Members of the Global Country of World Peace said they are getting closer to their goal of starting a $13 million project building peace palaces in Strongsville, Parma and Mayfield Heights.
Since losing a court battle this year with Mayfield Heights over the city's refusal to approve variances to build a peace palace on a commercial development site, the group's followers revised and submitted another plan. They expect to meet with the city, said Thomas Murach, director of the Maharishi Invincibility Center in Rocky River.
Murach said the group hopes to get the green light from the city's Planning Commission to build a 10,000-square-foot rest and wellness center where they plan to educate people about Vedic principles and transcendental meditation.
Maharishi and his followers want to build 3,000 peace palaces across the globe where participants will be taught about nutrition, yoga and the cosmic universe.
Murach said the organization has 10,000 to 15,000 followers in Ohio. It is awaiting approval for site plans and permits to build offices and educational centers in Strongsville and Parma.

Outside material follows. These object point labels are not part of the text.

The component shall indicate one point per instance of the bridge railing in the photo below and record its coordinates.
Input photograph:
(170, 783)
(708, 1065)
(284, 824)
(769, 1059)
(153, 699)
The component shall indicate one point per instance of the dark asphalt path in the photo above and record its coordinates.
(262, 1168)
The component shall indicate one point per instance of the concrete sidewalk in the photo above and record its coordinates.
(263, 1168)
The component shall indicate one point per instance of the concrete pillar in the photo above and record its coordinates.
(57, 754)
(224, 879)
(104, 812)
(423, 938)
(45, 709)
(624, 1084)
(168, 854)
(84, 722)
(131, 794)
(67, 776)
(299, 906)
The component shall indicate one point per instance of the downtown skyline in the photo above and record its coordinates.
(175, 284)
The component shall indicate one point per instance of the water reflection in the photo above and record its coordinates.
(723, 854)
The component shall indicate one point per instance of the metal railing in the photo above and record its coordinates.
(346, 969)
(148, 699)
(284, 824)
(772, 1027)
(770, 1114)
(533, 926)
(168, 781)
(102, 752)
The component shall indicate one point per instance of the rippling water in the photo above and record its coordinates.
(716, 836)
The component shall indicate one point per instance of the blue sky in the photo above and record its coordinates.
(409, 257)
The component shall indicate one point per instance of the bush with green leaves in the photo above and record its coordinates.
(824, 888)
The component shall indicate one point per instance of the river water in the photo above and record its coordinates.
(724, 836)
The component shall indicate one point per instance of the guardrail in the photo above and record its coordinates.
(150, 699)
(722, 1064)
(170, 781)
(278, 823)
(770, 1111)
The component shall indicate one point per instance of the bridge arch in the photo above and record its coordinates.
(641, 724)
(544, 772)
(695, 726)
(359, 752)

Officials in the municipalities where the group wants to build have received site planning proposals. Murach said the group hopes to break ground in the spring or early summer.
Mayfield Heights Mayor Gregory Costabile said he has heard very little from the organization since it filed a lawsuit against the city. Costabile said he doesn't mind if the group builds a peace center as long as it complies with the city's rules.
"We've never had a problem with their plan or their beliefs," the mayor said. "It's always been because the building they wanted to build would have been too close to the street and a neighboring lot."